Jamie will provision two RHEL 10 virtual machines installed with Canadian locale
selections during OS installation:

- **VM 1:** English (Canada) → `LANG=en_CA.UTF-8`
- **VM 2:** Français (Canada) → `LANG=fr_CA.UTF-8`

These VMs are the acceptance environment for l10n validation. All UMRS tools
must be deployed and tested on both VMs before any release that includes
French localization. The full team participates:

- **Rusty:** verify tools build, run, and produce correct output on both VMs
- **Henri:** validate that security labels, TB terminology, and policy-critical
  strings render correctly on the `fr_CA` VM
- **Simone:** verify typography (guillemets, non-breaking spaces, accents),
  plural forms, and string expansion on the `fr_CA` VM
- **Knox:** verify that locale switching does not degrade security posture
  (no label fallback to English on the French VM, no silent `POSIX` fallback)
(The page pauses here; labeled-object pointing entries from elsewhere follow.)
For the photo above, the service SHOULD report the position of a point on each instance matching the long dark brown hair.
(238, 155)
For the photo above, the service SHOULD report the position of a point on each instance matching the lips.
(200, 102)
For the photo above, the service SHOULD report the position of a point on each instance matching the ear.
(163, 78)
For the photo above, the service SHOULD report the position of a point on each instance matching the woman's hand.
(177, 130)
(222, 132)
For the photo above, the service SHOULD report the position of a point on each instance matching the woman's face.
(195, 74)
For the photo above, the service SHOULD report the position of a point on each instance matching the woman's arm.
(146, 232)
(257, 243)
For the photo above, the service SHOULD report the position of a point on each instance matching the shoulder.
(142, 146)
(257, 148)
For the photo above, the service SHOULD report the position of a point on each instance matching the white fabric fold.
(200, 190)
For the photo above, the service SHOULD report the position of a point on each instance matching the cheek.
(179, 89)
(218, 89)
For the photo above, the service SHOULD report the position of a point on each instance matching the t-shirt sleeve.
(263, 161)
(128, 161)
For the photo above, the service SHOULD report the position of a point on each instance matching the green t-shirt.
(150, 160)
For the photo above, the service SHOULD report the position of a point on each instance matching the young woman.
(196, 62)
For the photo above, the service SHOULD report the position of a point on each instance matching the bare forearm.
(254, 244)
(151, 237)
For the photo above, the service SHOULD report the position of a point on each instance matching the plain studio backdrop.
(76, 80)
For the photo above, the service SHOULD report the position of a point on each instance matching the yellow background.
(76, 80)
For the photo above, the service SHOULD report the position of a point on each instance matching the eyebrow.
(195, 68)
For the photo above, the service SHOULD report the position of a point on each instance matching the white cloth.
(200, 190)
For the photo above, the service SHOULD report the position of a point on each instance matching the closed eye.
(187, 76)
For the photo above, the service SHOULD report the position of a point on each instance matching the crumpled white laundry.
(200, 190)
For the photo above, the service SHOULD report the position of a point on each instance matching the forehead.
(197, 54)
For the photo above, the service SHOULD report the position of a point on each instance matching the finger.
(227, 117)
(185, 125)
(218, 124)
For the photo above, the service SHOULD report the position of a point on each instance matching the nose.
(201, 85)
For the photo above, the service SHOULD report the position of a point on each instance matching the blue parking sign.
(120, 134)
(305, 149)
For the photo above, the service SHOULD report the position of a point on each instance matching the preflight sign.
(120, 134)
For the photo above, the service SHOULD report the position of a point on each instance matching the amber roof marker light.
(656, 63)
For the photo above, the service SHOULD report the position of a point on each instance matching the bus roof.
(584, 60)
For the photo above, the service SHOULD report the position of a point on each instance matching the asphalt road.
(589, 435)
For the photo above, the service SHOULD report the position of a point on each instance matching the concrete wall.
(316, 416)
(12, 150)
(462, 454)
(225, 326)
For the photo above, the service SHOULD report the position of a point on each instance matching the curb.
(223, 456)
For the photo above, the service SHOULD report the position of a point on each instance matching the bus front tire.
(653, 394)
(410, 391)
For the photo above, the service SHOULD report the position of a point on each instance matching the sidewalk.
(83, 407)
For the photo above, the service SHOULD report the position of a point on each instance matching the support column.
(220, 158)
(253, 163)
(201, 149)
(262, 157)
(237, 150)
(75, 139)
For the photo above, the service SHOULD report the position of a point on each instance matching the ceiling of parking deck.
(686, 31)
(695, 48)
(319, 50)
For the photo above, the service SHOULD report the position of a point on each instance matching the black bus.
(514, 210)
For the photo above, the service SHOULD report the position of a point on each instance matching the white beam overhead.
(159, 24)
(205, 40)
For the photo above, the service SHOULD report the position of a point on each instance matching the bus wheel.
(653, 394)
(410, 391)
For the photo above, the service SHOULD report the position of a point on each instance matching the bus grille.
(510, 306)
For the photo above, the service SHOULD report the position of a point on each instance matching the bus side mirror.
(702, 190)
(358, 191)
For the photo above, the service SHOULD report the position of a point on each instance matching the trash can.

This is not a substitute for automated l10n tests — it is the final
acceptance gate that proves UMRS works as a real Canadian system, not
just an American system with `LANG` overridden.

### Testing Requirements

[RULE] l10n correctness requires its own validation, separate from unit and integration tests:

- **Pseudolocalization** — replace all strings with accented equivalents to catch
  hardcoded assumptions and layout breaks before translation begins.
- **Coverage validation** — every `msgid` in the `.pot` file must have a corresponding
  `msgstr` in the `fr_CA` `.po` file. Missing translations are build warnings.
  In a policy-sensitive context, missing translations may be build errors.
- **Policy spot-check** — Henri reviews all security classification labels against
  current Treasury Board policy before any tagged release. This is not optional
  and cannot be automated.

---

### File Structure

[RULE] Locale files follow the standard gettext directory structure:

```
locale/
  umrs.pot                        # Master template (generated from source)
  fr_CA/
    LC_MESSAGES/
      umrs.po                     # French Canadian translations (Simone + Henri)
      umrs.mo                     # Compiled binary (generated, not committed)
  en_CA/
    LC_MESSAGES/
      umrs.po                     # English Canadian baseline
      umrs.mo                     # Compiled binary (generated, not committed)
```

[RULE] `.mo` files are generated artifacts. They are not committed to the repository.

---

### Five Eyes Considerations

[ASSUMPTION] When UMRS operates in a Five Eyes information-sharing context,
locale-specific security labels must be rendered in the locale of the receiving
nation's system, not the originating nation. A Canadian system displaying US CUI
labels must still use Treasury Board terminology for the Canadian-equivalent tier,
with the US designation shown as a cross-reference — not as the primary label.

[RULE] When Canadian and US information handling label terminology diverges in
translated output, flag the divergence explicitly with both positions stated.
Route to Jamie for decision. Do not resolve unilaterally.